In 1992, the U.N. Security Council imposed arms sales and air travel sanctions against Libya to prod Col. Moammar Gadhafi, the country’s leader, into surrendering the two suspects.

But the Libyan government balked at surrendering the men to the U.S., skeptical they could receive a fair trial. Libya ultimately turned them over for prosecution before a panel of Scottish judges sitting in a Netherlands court.

One man — former Libyan intelligence official Abdel Baset al-Megrahi — was convicted, and a second Libyan suspect was acquitted of all charges. Al-Megrahi was given a life sentence, but Scottish authorities released him on humanitarian grounds in 2009 when he was diagnosed with prostate cancer. He later died in Tripoli.

The Pan Am flight exploded over Lockerbie less than an hour after takeoff from London on Dec. 21, 1988, en route to New York City and then Detroit. Among the Americans on board were 35 Syracuse University students flying home for Christmas after a semester abroad.

The attack was the latest flare of tension between Libya and Western nations, including the U.S. In the years before the flight, for instance, Libya was blamed for the bombing of a West Berlin discotheque that killed two American soldiers and injured dozens of others.

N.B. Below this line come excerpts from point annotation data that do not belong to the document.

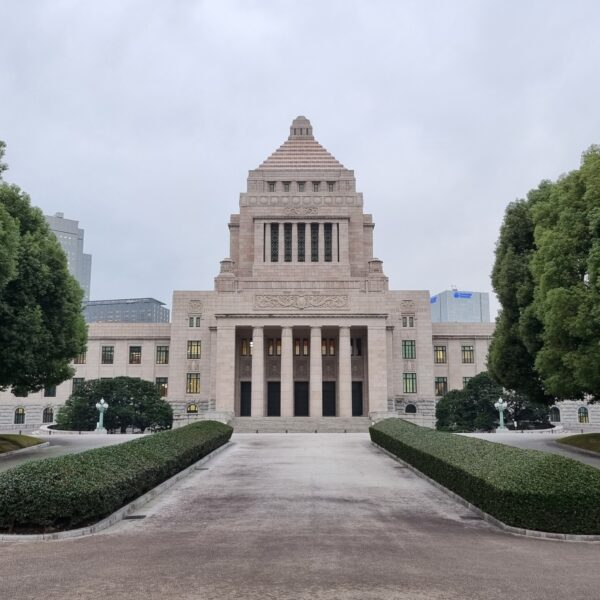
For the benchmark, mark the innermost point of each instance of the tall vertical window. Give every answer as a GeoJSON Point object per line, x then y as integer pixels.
{"type": "Point", "coordinates": [409, 381]}
{"type": "Point", "coordinates": [314, 242]}
{"type": "Point", "coordinates": [135, 355]}
{"type": "Point", "coordinates": [441, 386]}
{"type": "Point", "coordinates": [274, 242]}
{"type": "Point", "coordinates": [194, 349]}
{"type": "Point", "coordinates": [301, 241]}
{"type": "Point", "coordinates": [439, 355]}
{"type": "Point", "coordinates": [192, 383]}
{"type": "Point", "coordinates": [108, 355]}
{"type": "Point", "coordinates": [162, 355]}
{"type": "Point", "coordinates": [409, 349]}
{"type": "Point", "coordinates": [468, 354]}
{"type": "Point", "coordinates": [328, 238]}
{"type": "Point", "coordinates": [162, 386]}
{"type": "Point", "coordinates": [287, 242]}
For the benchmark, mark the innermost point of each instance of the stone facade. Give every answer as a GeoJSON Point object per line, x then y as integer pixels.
{"type": "Point", "coordinates": [301, 321]}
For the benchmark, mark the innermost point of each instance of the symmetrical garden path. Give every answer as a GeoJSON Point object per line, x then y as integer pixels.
{"type": "Point", "coordinates": [302, 516]}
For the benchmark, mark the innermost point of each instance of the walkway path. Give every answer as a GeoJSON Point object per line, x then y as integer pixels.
{"type": "Point", "coordinates": [302, 516]}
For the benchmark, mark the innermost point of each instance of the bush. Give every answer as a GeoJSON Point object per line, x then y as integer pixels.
{"type": "Point", "coordinates": [79, 489]}
{"type": "Point", "coordinates": [523, 488]}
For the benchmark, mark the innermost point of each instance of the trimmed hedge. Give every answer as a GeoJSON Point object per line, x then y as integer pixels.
{"type": "Point", "coordinates": [79, 489]}
{"type": "Point", "coordinates": [523, 488]}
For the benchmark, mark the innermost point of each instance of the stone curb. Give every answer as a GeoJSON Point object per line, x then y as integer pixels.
{"type": "Point", "coordinates": [30, 448]}
{"type": "Point", "coordinates": [546, 535]}
{"type": "Point", "coordinates": [117, 515]}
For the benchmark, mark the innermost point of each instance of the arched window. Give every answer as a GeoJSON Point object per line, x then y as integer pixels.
{"type": "Point", "coordinates": [19, 416]}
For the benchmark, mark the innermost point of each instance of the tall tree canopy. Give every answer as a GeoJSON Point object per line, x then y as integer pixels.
{"type": "Point", "coordinates": [547, 277]}
{"type": "Point", "coordinates": [41, 324]}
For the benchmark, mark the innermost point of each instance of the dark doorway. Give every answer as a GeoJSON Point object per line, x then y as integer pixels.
{"type": "Point", "coordinates": [245, 398]}
{"type": "Point", "coordinates": [301, 398]}
{"type": "Point", "coordinates": [329, 398]}
{"type": "Point", "coordinates": [273, 399]}
{"type": "Point", "coordinates": [357, 408]}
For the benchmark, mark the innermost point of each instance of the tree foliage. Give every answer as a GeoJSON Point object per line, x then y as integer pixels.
{"type": "Point", "coordinates": [41, 325]}
{"type": "Point", "coordinates": [132, 402]}
{"type": "Point", "coordinates": [547, 277]}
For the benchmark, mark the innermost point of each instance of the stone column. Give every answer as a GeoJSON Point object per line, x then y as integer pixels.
{"type": "Point", "coordinates": [258, 373]}
{"type": "Point", "coordinates": [287, 372]}
{"type": "Point", "coordinates": [316, 374]}
{"type": "Point", "coordinates": [225, 368]}
{"type": "Point", "coordinates": [377, 366]}
{"type": "Point", "coordinates": [344, 373]}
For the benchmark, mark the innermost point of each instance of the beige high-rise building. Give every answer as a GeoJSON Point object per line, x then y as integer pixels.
{"type": "Point", "coordinates": [301, 321]}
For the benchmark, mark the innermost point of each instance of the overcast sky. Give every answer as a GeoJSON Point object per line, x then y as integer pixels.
{"type": "Point", "coordinates": [141, 120]}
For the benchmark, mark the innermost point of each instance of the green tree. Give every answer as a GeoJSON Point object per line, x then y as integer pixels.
{"type": "Point", "coordinates": [41, 325]}
{"type": "Point", "coordinates": [132, 402]}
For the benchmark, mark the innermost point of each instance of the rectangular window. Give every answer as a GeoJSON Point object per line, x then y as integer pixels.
{"type": "Point", "coordinates": [301, 241]}
{"type": "Point", "coordinates": [274, 242]}
{"type": "Point", "coordinates": [439, 355]}
{"type": "Point", "coordinates": [192, 383]}
{"type": "Point", "coordinates": [80, 359]}
{"type": "Point", "coordinates": [194, 349]}
{"type": "Point", "coordinates": [441, 386]}
{"type": "Point", "coordinates": [135, 355]}
{"type": "Point", "coordinates": [409, 383]}
{"type": "Point", "coordinates": [108, 355]}
{"type": "Point", "coordinates": [162, 355]}
{"type": "Point", "coordinates": [328, 238]}
{"type": "Point", "coordinates": [287, 242]}
{"type": "Point", "coordinates": [468, 354]}
{"type": "Point", "coordinates": [409, 349]}
{"type": "Point", "coordinates": [314, 242]}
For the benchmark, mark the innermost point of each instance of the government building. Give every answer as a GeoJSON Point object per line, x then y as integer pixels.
{"type": "Point", "coordinates": [301, 321]}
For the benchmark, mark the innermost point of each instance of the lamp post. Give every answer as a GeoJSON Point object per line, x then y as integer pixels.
{"type": "Point", "coordinates": [101, 406]}
{"type": "Point", "coordinates": [501, 407]}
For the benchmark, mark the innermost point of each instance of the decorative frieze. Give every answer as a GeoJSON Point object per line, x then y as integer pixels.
{"type": "Point", "coordinates": [300, 301]}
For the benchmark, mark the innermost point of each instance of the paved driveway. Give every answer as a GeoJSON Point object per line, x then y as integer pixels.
{"type": "Point", "coordinates": [302, 516]}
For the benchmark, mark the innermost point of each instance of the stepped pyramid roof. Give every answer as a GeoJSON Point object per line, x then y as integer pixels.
{"type": "Point", "coordinates": [301, 151]}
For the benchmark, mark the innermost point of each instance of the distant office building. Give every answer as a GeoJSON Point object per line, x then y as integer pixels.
{"type": "Point", "coordinates": [128, 310]}
{"type": "Point", "coordinates": [457, 306]}
{"type": "Point", "coordinates": [70, 237]}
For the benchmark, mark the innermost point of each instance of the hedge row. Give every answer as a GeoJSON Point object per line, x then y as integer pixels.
{"type": "Point", "coordinates": [78, 489]}
{"type": "Point", "coordinates": [523, 488]}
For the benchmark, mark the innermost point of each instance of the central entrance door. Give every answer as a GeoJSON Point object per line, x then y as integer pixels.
{"type": "Point", "coordinates": [357, 407]}
{"type": "Point", "coordinates": [273, 398]}
{"type": "Point", "coordinates": [329, 398]}
{"type": "Point", "coordinates": [301, 398]}
{"type": "Point", "coordinates": [245, 395]}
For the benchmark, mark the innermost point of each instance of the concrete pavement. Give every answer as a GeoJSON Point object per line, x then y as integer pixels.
{"type": "Point", "coordinates": [301, 516]}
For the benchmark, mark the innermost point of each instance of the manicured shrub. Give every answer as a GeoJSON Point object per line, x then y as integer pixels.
{"type": "Point", "coordinates": [79, 489]}
{"type": "Point", "coordinates": [523, 488]}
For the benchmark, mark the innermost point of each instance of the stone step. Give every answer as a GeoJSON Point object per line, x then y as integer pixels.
{"type": "Point", "coordinates": [301, 424]}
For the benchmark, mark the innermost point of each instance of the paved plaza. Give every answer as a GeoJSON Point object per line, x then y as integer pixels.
{"type": "Point", "coordinates": [301, 516]}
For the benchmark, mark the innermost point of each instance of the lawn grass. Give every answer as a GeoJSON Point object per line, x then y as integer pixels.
{"type": "Point", "coordinates": [586, 441]}
{"type": "Point", "coordinates": [14, 441]}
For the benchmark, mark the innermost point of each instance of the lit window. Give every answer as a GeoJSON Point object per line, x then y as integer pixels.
{"type": "Point", "coordinates": [193, 383]}
{"type": "Point", "coordinates": [194, 349]}
{"type": "Point", "coordinates": [409, 349]}
{"type": "Point", "coordinates": [135, 355]}
{"type": "Point", "coordinates": [162, 355]}
{"type": "Point", "coordinates": [468, 354]}
{"type": "Point", "coordinates": [410, 383]}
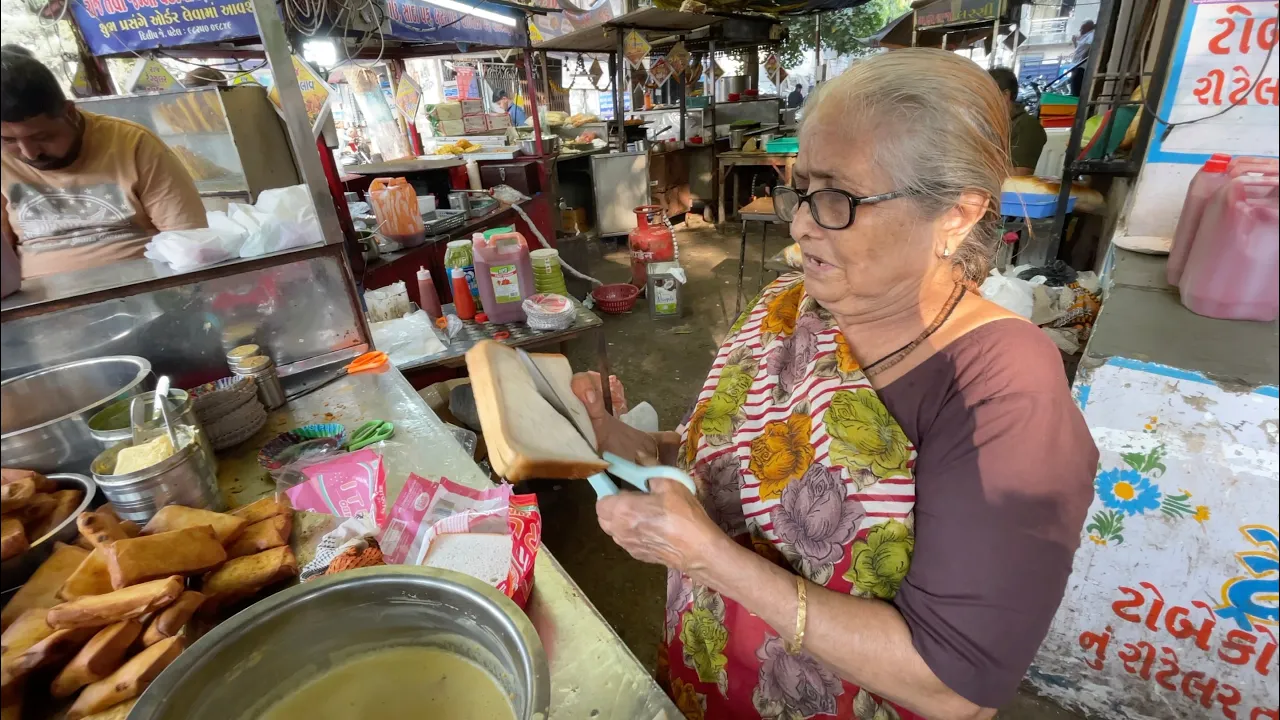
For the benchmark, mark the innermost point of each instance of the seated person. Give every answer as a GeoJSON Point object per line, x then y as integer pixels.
{"type": "Point", "coordinates": [81, 190]}
{"type": "Point", "coordinates": [1025, 135]}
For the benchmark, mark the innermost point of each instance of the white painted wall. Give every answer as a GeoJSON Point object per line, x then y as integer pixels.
{"type": "Point", "coordinates": [1220, 51]}
{"type": "Point", "coordinates": [1201, 502]}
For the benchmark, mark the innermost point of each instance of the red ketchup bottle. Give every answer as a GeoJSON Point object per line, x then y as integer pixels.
{"type": "Point", "coordinates": [464, 304]}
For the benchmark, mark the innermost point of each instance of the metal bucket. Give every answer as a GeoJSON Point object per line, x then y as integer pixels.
{"type": "Point", "coordinates": [261, 654]}
{"type": "Point", "coordinates": [187, 478]}
{"type": "Point", "coordinates": [46, 413]}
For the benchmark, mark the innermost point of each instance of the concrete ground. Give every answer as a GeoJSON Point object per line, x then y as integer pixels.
{"type": "Point", "coordinates": [664, 363]}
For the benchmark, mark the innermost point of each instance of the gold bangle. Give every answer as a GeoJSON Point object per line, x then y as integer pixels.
{"type": "Point", "coordinates": [801, 611]}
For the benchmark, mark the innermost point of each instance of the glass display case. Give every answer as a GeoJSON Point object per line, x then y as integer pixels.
{"type": "Point", "coordinates": [229, 139]}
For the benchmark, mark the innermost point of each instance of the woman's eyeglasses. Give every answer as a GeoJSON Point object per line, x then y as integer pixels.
{"type": "Point", "coordinates": [831, 208]}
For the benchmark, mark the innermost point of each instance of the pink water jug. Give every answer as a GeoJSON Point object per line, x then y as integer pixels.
{"type": "Point", "coordinates": [1212, 176]}
{"type": "Point", "coordinates": [1233, 269]}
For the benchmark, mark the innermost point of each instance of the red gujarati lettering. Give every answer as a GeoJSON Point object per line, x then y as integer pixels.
{"type": "Point", "coordinates": [1166, 677]}
{"type": "Point", "coordinates": [1238, 647]}
{"type": "Point", "coordinates": [1200, 688]}
{"type": "Point", "coordinates": [1228, 697]}
{"type": "Point", "coordinates": [1178, 625]}
{"type": "Point", "coordinates": [1121, 606]}
{"type": "Point", "coordinates": [1098, 645]}
{"type": "Point", "coordinates": [1132, 654]}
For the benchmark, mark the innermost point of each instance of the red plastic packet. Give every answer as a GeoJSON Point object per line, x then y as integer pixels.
{"type": "Point", "coordinates": [428, 510]}
{"type": "Point", "coordinates": [343, 486]}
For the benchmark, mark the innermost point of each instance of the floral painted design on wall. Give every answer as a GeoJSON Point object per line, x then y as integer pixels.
{"type": "Point", "coordinates": [1132, 491]}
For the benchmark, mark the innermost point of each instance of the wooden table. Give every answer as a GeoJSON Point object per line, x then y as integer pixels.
{"type": "Point", "coordinates": [726, 162]}
{"type": "Point", "coordinates": [762, 212]}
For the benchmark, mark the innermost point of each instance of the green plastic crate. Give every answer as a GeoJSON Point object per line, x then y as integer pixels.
{"type": "Point", "coordinates": [782, 145]}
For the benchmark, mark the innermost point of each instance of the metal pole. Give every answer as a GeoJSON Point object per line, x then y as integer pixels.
{"type": "Point", "coordinates": [1082, 112]}
{"type": "Point", "coordinates": [684, 95]}
{"type": "Point", "coordinates": [995, 40]}
{"type": "Point", "coordinates": [302, 140]}
{"type": "Point", "coordinates": [817, 51]}
{"type": "Point", "coordinates": [618, 83]}
{"type": "Point", "coordinates": [528, 67]}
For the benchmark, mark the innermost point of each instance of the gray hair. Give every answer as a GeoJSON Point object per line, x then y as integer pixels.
{"type": "Point", "coordinates": [938, 127]}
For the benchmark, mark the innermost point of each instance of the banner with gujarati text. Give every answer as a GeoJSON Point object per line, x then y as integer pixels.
{"type": "Point", "coordinates": [123, 26]}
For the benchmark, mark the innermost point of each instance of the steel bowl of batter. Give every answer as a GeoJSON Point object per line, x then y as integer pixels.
{"type": "Point", "coordinates": [272, 652]}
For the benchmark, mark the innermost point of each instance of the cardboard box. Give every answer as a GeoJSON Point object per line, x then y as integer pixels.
{"type": "Point", "coordinates": [448, 112]}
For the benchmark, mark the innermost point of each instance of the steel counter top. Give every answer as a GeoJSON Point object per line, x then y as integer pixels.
{"type": "Point", "coordinates": [593, 673]}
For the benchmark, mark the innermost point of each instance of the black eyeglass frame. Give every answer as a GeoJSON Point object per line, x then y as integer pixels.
{"type": "Point", "coordinates": [854, 201]}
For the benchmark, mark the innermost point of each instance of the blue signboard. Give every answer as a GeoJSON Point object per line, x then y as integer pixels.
{"type": "Point", "coordinates": [122, 26]}
{"type": "Point", "coordinates": [416, 21]}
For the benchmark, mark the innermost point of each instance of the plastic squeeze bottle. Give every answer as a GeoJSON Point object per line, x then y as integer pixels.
{"type": "Point", "coordinates": [462, 302]}
{"type": "Point", "coordinates": [428, 299]}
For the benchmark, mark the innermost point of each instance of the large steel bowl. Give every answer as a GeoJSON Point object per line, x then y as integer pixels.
{"type": "Point", "coordinates": [269, 650]}
{"type": "Point", "coordinates": [17, 569]}
{"type": "Point", "coordinates": [44, 415]}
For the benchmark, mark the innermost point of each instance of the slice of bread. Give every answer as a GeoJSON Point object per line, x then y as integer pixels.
{"type": "Point", "coordinates": [526, 437]}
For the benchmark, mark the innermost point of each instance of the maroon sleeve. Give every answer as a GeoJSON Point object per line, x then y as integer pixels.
{"type": "Point", "coordinates": [1004, 482]}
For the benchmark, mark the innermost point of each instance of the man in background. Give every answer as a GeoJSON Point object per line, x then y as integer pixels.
{"type": "Point", "coordinates": [81, 190]}
{"type": "Point", "coordinates": [1025, 135]}
{"type": "Point", "coordinates": [502, 100]}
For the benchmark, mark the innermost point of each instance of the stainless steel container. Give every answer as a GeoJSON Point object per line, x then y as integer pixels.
{"type": "Point", "coordinates": [551, 146]}
{"type": "Point", "coordinates": [261, 654]}
{"type": "Point", "coordinates": [270, 392]}
{"type": "Point", "coordinates": [237, 355]}
{"type": "Point", "coordinates": [112, 425]}
{"type": "Point", "coordinates": [16, 570]}
{"type": "Point", "coordinates": [184, 478]}
{"type": "Point", "coordinates": [460, 200]}
{"type": "Point", "coordinates": [45, 414]}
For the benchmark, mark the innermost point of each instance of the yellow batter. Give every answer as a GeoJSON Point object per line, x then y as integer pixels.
{"type": "Point", "coordinates": [403, 682]}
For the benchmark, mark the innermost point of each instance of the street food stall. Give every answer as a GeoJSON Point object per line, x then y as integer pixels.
{"type": "Point", "coordinates": [190, 511]}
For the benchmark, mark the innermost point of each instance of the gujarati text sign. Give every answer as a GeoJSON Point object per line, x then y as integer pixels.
{"type": "Point", "coordinates": [123, 26]}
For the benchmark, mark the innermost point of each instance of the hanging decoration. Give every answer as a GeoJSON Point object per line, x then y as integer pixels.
{"type": "Point", "coordinates": [595, 73]}
{"type": "Point", "coordinates": [677, 59]}
{"type": "Point", "coordinates": [407, 98]}
{"type": "Point", "coordinates": [150, 76]}
{"type": "Point", "coordinates": [659, 72]}
{"type": "Point", "coordinates": [635, 48]}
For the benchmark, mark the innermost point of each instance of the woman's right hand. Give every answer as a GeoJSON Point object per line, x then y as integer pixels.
{"type": "Point", "coordinates": [611, 433]}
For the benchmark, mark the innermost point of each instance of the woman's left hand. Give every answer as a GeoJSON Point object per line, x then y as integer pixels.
{"type": "Point", "coordinates": [666, 525]}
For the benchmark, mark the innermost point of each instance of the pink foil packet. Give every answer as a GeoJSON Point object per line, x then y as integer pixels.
{"type": "Point", "coordinates": [426, 510]}
{"type": "Point", "coordinates": [343, 486]}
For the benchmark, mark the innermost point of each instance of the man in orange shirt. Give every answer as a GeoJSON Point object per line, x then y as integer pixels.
{"type": "Point", "coordinates": [81, 190]}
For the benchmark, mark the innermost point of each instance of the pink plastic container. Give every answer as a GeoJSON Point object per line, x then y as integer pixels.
{"type": "Point", "coordinates": [504, 274]}
{"type": "Point", "coordinates": [1233, 269]}
{"type": "Point", "coordinates": [1207, 181]}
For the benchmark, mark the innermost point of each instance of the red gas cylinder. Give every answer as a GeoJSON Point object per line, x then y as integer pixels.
{"type": "Point", "coordinates": [650, 242]}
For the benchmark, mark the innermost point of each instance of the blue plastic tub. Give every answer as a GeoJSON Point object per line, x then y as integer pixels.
{"type": "Point", "coordinates": [1031, 204]}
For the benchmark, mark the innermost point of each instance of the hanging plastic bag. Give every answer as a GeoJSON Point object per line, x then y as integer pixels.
{"type": "Point", "coordinates": [184, 250]}
{"type": "Point", "coordinates": [1011, 294]}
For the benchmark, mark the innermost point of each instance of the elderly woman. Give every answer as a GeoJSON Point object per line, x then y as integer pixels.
{"type": "Point", "coordinates": [894, 472]}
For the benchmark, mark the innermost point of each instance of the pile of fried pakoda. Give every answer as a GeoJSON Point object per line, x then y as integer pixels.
{"type": "Point", "coordinates": [105, 619]}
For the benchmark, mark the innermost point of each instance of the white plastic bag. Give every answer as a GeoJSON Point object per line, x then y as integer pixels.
{"type": "Point", "coordinates": [283, 218]}
{"type": "Point", "coordinates": [184, 250]}
{"type": "Point", "coordinates": [1011, 294]}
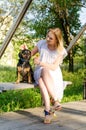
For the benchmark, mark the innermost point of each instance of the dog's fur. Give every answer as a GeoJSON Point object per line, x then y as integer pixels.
{"type": "Point", "coordinates": [24, 70]}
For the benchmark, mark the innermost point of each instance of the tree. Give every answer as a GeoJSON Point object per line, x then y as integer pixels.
{"type": "Point", "coordinates": [55, 13]}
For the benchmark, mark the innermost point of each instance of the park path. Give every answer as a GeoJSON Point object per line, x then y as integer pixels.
{"type": "Point", "coordinates": [71, 117]}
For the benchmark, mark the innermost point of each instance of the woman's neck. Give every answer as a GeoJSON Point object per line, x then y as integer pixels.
{"type": "Point", "coordinates": [51, 47]}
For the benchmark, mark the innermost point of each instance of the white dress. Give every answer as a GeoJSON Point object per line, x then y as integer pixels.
{"type": "Point", "coordinates": [49, 57]}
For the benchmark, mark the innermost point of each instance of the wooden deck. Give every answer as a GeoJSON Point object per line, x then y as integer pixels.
{"type": "Point", "coordinates": [13, 86]}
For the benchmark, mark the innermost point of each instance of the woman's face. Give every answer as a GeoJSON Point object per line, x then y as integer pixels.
{"type": "Point", "coordinates": [51, 39]}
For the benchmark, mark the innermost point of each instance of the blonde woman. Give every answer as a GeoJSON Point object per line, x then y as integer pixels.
{"type": "Point", "coordinates": [47, 73]}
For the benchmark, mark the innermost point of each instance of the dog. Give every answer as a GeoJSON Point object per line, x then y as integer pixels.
{"type": "Point", "coordinates": [24, 69]}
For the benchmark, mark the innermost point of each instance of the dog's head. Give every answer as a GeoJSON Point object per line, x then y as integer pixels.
{"type": "Point", "coordinates": [25, 54]}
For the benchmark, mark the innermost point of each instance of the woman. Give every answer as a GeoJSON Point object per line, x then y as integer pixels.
{"type": "Point", "coordinates": [47, 73]}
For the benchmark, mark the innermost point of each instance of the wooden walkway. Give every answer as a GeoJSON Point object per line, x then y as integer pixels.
{"type": "Point", "coordinates": [13, 86]}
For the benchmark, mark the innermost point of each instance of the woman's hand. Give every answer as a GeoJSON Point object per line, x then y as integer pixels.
{"type": "Point", "coordinates": [37, 61]}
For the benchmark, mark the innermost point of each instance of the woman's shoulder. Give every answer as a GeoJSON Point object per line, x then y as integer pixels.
{"type": "Point", "coordinates": [42, 41]}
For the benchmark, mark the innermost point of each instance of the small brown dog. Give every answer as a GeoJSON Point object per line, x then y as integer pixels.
{"type": "Point", "coordinates": [24, 70]}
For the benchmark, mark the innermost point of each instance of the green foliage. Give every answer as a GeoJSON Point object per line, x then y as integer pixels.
{"type": "Point", "coordinates": [21, 99]}
{"type": "Point", "coordinates": [74, 91]}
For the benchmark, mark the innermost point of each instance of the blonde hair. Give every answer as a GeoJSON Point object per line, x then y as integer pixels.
{"type": "Point", "coordinates": [58, 34]}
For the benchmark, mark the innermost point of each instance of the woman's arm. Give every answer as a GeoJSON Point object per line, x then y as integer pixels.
{"type": "Point", "coordinates": [52, 66]}
{"type": "Point", "coordinates": [34, 51]}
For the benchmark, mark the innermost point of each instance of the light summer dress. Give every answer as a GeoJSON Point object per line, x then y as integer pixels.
{"type": "Point", "coordinates": [49, 57]}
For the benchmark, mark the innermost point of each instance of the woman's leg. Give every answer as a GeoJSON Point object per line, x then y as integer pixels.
{"type": "Point", "coordinates": [48, 81]}
{"type": "Point", "coordinates": [45, 94]}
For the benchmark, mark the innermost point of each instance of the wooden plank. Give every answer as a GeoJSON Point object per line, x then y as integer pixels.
{"type": "Point", "coordinates": [14, 86]}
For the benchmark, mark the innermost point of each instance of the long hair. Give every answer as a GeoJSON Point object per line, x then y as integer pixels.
{"type": "Point", "coordinates": [59, 38]}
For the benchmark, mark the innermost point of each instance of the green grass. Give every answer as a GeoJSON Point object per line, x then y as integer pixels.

It wasn’t until 2003 that Gadhafi and Libya accepted responsibility for the Pan Am disaster, with the country formally taking blame and reaching a $2.7 billion compensation deal with the victims’ families. Sanctions were lifted and, in 2006, the Bush administration removed Libya from its list of state sponsors of terrorism and restored diplomatic relations with the country.

Besides Barr, another key figure in the Lockerbie investigation was Robert Mueller, who was the Justice Department’s criminal chief at the time the first set of charges was announced. Mueller would later become FBI director and special counsel in charge of the investigation into ties between Russia and the 2016 Trump campaign.

The Associated Press contributed to this report.